L'incidente in moto di ieri subito da Carlo Cudicini, fortunatamente privo di conseguenze davvero gravi per la sua salute, mette nei guai il portiere italiano del Tottenham. Il figlio del mitico "Ragno Nero", infatti, sarebbe stato obbligato contrattualmente (come tutti i giocatori della Premier League) a non andare in motocicletta o praticare lo sci: due attività pericolose che rappresentano un rischio eccessivo per un calciatore professionista.

Cudicini, che guadagna 56 mila euro a settimana ed ha il contratto in scadenza a giugno, rischia ora il licenziamento a prescindere dalla valutazione clinica che deve ancora essere effettuata e che dirà se potrà mai tornare regolarmente a giocare a calcio dopo la frattura del polso e la lussazione dell'anca. Il portiere è ricoverato in una clinica privata di Londra e per il momento il Tottenham non ha voluto commentare circa le circostanze dell'incidente, ma sorprende la dichiarazione di Harry Redknapp, l'allenatore degli spurs che ha detto di "non sapere che Carlo avesse una moto". In realtà, secondo i tabloid, al Tottenham avrebbero dovuto saperlo bene visto che il calciatore andava anche agli allenamenti in sella al suo bolide BMW.
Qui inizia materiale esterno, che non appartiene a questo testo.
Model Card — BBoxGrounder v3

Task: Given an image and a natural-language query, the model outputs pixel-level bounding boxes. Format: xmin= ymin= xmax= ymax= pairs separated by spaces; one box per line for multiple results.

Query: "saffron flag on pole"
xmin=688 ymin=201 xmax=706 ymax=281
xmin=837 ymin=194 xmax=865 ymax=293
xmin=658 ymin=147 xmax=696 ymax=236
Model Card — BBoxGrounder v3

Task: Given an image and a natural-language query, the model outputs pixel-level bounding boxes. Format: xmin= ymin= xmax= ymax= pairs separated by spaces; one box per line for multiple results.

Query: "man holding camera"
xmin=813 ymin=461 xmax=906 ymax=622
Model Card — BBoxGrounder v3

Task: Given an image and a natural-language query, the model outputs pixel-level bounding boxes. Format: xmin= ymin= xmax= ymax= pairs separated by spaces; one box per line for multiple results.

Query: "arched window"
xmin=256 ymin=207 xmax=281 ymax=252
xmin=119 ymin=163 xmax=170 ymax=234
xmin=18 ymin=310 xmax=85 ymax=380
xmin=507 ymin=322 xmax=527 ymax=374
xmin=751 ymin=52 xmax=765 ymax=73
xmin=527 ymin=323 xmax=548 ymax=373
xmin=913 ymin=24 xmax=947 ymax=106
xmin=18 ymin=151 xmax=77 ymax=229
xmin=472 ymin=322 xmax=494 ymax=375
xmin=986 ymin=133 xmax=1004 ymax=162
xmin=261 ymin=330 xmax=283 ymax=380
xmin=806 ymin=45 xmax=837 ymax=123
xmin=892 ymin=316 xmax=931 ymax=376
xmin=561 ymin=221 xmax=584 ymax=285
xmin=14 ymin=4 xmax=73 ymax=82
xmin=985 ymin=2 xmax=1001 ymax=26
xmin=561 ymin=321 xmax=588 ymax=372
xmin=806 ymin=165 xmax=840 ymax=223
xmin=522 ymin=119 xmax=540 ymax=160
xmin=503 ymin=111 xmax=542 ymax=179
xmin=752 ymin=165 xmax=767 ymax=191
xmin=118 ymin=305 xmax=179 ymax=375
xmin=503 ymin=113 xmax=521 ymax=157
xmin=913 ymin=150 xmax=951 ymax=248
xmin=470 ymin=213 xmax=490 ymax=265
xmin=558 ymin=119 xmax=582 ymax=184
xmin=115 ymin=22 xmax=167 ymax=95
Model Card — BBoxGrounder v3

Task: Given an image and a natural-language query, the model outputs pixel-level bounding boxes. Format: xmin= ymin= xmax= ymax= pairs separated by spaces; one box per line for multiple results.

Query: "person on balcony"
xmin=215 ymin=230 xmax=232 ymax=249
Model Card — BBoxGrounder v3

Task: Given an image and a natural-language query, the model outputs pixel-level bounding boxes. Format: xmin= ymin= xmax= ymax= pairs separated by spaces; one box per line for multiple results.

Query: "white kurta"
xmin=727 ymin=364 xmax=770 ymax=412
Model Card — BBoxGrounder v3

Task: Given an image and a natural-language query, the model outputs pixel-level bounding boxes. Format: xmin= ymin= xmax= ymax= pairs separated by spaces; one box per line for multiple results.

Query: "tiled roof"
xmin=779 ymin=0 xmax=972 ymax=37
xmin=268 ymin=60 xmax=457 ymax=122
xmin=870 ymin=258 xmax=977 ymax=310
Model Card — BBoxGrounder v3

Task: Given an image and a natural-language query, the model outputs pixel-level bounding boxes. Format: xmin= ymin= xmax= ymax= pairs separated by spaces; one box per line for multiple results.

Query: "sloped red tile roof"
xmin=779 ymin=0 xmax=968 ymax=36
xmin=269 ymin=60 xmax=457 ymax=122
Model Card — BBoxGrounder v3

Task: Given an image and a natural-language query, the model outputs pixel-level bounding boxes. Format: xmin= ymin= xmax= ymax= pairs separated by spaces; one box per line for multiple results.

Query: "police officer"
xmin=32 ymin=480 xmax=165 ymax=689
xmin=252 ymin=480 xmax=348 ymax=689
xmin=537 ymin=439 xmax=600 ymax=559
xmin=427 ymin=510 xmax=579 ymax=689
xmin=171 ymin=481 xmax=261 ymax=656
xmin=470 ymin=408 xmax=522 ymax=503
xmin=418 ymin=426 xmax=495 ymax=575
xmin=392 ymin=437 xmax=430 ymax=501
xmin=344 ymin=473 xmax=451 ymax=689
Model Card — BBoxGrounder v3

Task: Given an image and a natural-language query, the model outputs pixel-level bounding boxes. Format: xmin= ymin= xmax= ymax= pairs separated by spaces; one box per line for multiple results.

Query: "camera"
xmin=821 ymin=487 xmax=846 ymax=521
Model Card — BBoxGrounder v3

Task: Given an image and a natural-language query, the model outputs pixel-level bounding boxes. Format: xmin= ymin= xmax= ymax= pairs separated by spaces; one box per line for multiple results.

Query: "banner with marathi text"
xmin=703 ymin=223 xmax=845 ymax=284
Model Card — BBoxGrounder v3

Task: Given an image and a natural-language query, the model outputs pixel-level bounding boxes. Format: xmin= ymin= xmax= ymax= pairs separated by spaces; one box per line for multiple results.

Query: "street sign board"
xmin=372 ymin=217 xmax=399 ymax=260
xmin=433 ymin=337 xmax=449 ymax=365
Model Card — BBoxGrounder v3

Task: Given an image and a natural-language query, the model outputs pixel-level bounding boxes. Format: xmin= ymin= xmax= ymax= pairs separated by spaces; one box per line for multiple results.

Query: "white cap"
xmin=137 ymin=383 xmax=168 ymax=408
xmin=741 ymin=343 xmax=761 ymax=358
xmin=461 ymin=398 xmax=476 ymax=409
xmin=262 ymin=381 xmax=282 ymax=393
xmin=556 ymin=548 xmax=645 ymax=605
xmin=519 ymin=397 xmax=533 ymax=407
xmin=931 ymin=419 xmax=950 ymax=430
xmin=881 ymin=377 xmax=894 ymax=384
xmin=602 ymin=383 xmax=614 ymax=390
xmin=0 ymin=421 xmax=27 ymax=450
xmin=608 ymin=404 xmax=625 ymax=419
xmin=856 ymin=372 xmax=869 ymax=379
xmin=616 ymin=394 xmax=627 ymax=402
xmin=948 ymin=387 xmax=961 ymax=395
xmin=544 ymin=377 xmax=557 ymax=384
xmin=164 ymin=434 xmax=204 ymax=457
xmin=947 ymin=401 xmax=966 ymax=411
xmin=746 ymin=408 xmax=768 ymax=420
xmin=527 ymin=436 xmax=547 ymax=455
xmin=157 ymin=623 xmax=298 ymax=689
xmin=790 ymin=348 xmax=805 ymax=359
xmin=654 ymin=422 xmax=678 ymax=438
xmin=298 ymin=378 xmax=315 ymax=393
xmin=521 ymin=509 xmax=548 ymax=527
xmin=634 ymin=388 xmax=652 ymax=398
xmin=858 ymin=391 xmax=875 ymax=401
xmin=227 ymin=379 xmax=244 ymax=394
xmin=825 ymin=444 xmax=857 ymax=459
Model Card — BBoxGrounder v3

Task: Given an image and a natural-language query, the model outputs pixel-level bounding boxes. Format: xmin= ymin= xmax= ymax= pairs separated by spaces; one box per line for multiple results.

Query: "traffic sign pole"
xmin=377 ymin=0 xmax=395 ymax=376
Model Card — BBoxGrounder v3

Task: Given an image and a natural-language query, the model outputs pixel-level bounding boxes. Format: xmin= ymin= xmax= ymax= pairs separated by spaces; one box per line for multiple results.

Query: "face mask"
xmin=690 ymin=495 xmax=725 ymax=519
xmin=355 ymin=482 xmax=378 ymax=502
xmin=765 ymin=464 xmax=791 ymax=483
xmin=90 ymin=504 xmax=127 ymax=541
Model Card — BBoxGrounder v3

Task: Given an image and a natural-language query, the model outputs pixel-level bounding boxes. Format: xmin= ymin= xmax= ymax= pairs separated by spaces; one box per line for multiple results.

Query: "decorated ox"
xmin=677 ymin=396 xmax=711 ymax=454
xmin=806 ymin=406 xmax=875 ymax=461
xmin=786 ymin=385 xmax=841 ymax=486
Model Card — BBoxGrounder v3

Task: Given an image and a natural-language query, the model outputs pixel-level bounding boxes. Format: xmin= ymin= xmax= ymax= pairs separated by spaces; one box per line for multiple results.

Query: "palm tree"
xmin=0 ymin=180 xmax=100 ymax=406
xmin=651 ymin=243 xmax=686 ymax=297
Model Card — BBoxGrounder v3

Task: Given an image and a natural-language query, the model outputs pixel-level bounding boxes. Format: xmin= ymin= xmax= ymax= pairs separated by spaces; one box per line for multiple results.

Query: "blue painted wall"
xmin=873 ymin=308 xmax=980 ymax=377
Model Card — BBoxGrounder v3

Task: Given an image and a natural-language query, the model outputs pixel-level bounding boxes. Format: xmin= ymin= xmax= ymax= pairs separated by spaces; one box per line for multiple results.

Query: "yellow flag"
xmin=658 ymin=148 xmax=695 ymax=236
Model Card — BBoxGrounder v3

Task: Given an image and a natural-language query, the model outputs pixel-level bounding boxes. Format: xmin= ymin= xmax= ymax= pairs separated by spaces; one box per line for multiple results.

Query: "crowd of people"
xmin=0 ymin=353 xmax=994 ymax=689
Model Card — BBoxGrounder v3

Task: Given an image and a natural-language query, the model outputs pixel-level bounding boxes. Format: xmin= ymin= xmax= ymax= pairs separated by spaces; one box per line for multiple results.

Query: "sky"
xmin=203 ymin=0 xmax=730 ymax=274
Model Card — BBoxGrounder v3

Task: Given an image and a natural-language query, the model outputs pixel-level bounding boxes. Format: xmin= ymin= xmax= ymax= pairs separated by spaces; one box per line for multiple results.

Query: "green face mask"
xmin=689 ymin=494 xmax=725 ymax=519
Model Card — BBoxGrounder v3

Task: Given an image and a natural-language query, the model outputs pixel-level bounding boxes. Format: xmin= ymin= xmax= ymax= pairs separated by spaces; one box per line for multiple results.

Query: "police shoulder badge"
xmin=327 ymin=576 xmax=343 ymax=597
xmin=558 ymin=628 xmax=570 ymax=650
Questo potrebbe far pensare che fra qualche settimana la società potrebbe rivalersi per il comportamento di Cudicini. L'abitudine di andare in motocicletta è stata stigmatizzata fra le righe, pur mentre esprimeva la sua solidarietà e vicinanza, anche da Gianluigi Buffon che ha così commentato:


Mi ha colpito l'episodio, mi dispiace per lui, ma è un incidente che può capitare anche andando in bicicletta. È stato un caso fortuito, è andata bene, noi giocatori però a qualcosa dobbiamo rinunciare.